The end (la faim)

« C’est Dominique, t’as sans doute pas encore eu le temps de trouver la traduction. Alors écoute bien, c’est gratiné… »

Benoît tournait autour de la piscine belle comme un lagon caraïbéen tout en écoutant le texte qu’on lui lisait au téléphone. Il roulait des yeux, effaré. Il finit par raccrocher sans rien dire et resta là, échoué sur une chaise longue brinquebalante pendant de longues minutes. Même La Marseillaise ne le sortit pas de sa torpeur. L’Atmo n’avait jamais été aussi plein. Les fans s’étaient assis comme ils pouvaient dans tous les coins du fond du jardin, dans le périmètre du terrain de pétanque, devant la toile qui servait d’écran géant. Quelques Italiens narquois avaient osé se glisser dans cette foule pro-Zizou.

Que Judith ait organisé son propre kidnapping pour faire passer au monde entier un message de paix, de non-violence et d’amitié entre les peuples et les religions, avait faire prendre à Benoît toute la mesure de sa petitesse, de son inutilité, de l’arrogance de son métier, et de la bêtise de tous ses confrères, ces journalistes incompétents, fainéants et à la botte des pouvoirs.
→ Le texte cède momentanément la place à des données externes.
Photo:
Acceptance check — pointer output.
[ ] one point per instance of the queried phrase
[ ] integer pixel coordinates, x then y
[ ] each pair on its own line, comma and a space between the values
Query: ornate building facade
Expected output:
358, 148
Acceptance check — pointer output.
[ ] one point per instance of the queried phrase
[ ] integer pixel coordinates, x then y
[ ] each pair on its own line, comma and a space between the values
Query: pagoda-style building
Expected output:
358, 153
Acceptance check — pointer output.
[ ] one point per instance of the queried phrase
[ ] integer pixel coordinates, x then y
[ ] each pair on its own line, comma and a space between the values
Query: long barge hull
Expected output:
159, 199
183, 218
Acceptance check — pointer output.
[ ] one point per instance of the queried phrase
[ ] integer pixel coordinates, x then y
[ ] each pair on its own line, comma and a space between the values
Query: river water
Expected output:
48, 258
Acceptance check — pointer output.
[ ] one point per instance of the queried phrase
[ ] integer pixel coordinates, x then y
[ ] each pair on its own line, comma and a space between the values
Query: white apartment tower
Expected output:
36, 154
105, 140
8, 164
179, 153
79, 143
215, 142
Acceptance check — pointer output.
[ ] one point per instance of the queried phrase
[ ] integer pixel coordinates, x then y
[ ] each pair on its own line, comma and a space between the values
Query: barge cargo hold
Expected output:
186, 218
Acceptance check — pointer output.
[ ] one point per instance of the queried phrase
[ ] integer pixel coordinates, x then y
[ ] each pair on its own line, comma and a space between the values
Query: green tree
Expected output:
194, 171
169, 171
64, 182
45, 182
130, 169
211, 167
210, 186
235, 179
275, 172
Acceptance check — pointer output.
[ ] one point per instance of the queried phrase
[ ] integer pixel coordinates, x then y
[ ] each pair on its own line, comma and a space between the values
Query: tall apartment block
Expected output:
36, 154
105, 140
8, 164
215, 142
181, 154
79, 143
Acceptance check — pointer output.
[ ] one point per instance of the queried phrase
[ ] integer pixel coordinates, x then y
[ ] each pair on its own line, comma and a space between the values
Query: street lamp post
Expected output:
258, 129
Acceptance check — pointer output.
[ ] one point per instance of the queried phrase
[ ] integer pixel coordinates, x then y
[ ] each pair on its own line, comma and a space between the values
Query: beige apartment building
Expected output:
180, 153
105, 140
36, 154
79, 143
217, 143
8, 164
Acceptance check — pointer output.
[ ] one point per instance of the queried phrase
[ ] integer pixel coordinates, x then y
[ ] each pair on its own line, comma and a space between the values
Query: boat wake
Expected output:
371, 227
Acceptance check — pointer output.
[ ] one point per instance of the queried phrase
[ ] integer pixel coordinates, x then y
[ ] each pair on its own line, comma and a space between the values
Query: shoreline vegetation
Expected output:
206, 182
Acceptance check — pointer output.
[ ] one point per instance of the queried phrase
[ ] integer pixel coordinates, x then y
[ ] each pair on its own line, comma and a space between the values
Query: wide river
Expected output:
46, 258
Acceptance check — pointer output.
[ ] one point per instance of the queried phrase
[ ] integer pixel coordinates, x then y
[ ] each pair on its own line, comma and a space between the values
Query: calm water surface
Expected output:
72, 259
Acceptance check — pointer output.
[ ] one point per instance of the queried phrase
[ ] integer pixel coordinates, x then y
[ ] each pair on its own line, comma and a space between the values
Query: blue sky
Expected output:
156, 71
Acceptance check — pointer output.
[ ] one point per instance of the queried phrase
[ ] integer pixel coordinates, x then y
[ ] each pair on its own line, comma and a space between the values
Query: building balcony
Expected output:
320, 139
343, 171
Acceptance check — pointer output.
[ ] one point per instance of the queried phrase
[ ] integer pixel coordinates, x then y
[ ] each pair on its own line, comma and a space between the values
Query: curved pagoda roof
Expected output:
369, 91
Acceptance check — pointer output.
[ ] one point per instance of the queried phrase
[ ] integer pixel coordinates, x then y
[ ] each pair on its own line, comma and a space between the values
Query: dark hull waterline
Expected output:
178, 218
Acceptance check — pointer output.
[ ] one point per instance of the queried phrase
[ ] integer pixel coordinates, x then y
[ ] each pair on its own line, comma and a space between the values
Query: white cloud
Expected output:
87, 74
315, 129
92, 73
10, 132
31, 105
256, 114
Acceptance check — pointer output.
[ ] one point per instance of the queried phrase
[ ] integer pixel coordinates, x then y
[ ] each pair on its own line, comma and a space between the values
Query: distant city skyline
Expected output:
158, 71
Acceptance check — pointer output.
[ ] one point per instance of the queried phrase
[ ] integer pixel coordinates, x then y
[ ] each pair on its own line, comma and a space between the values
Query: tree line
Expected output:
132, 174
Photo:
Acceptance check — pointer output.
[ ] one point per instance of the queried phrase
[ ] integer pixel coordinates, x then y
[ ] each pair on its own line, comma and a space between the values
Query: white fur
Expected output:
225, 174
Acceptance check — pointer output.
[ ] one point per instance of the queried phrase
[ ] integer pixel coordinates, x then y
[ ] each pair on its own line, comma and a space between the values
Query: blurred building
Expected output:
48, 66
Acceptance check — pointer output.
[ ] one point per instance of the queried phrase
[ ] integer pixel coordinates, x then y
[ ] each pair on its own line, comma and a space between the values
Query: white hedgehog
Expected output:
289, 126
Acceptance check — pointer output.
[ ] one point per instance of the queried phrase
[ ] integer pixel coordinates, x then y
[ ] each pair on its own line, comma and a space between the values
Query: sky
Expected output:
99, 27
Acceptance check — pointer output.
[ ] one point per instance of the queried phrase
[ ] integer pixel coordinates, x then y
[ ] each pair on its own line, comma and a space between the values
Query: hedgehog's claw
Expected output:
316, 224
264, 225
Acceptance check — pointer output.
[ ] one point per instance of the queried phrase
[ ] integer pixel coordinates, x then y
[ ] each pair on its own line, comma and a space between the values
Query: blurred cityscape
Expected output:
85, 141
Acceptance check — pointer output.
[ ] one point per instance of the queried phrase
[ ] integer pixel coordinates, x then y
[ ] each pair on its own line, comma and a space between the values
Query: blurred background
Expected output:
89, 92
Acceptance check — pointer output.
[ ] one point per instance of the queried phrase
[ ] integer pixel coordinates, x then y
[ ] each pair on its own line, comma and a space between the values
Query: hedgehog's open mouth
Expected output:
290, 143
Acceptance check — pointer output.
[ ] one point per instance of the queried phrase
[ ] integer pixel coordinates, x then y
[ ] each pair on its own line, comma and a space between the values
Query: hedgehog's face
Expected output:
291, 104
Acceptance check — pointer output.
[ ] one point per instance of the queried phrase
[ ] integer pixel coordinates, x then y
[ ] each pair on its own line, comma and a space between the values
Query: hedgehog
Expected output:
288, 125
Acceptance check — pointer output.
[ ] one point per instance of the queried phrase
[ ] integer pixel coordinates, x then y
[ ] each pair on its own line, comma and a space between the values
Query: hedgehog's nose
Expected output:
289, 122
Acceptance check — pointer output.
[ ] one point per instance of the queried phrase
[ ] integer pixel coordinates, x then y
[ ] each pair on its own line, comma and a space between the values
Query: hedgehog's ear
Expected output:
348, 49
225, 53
Alors que montait inexorablement la force de l’opinion publique planétaire, Judith avait parfaitement ajusté son tir et sa voix portait loin, allait certainement bouger des lignes, mettre du baume aux cœurs à tous les opprimés et les victimes des puissants de toutes sortes. « Bien joué Edith ! »

Elle avait même un mot d’explication que Benoît pris pour lui : « si quelqu’un, d’un peu naïf, a cru voir un cadavre devant le restaurant L’Atmosphère – je salue au passage toute la sympathique équipe ! – qu’il ne s’en fasse pas : dans mon plan, pour faire une blague à la presse, pour voir comment ils travaillaient, j’avais mis là provisoirement un mannequin… J’ai finalement réalisé que cela ne tromperait personne et je l’ai enlevé… »

L’Atmosphère exposait tous ses charmes nocturnes : les lampes-cages à oiseaux, l’épaisse végétation balancée par la brise, le ballet réglé des serveurs vêtus comme dans les meilleures brasseries parisiennes…

Benoît essaya de s’approcher du spectacle, mais resta debout, loin de l’écran, bloqué par un groupe compact d’Anglo-saxons pro-Thierry Henry, chacun cramponné à sa Corona.
Il aperçut Marc, boudiné dans son maillot de Zidane, enchaînant des coupes de champagne chaud pour noyer sa nervosité et fêter une victoire anticipée.


Benoît passa de l’amertume – « un coup de boule, c’est tout ce qu’ils méritent… » murmura-t-il à la fin du match, mais il ne semblait pas évoquer seulement les Ritals – à une certaine euphorie. Manu, le barman ex-journaliste – il avait tout compris, lui ! – offrait des coups à tout le monde sous l’œil inquiet de Marc et avait mis en route sa play-list américano-bretonno-toulousaine : « Motivés », « C’est quand le bonheur ? », « I will survive »…

« I will survive ! » s’écria joyeusement Benoît, poussé à son tour dans la piscine…
Le monde n’allait pas si bien que ça. Mais ce fut un bel été.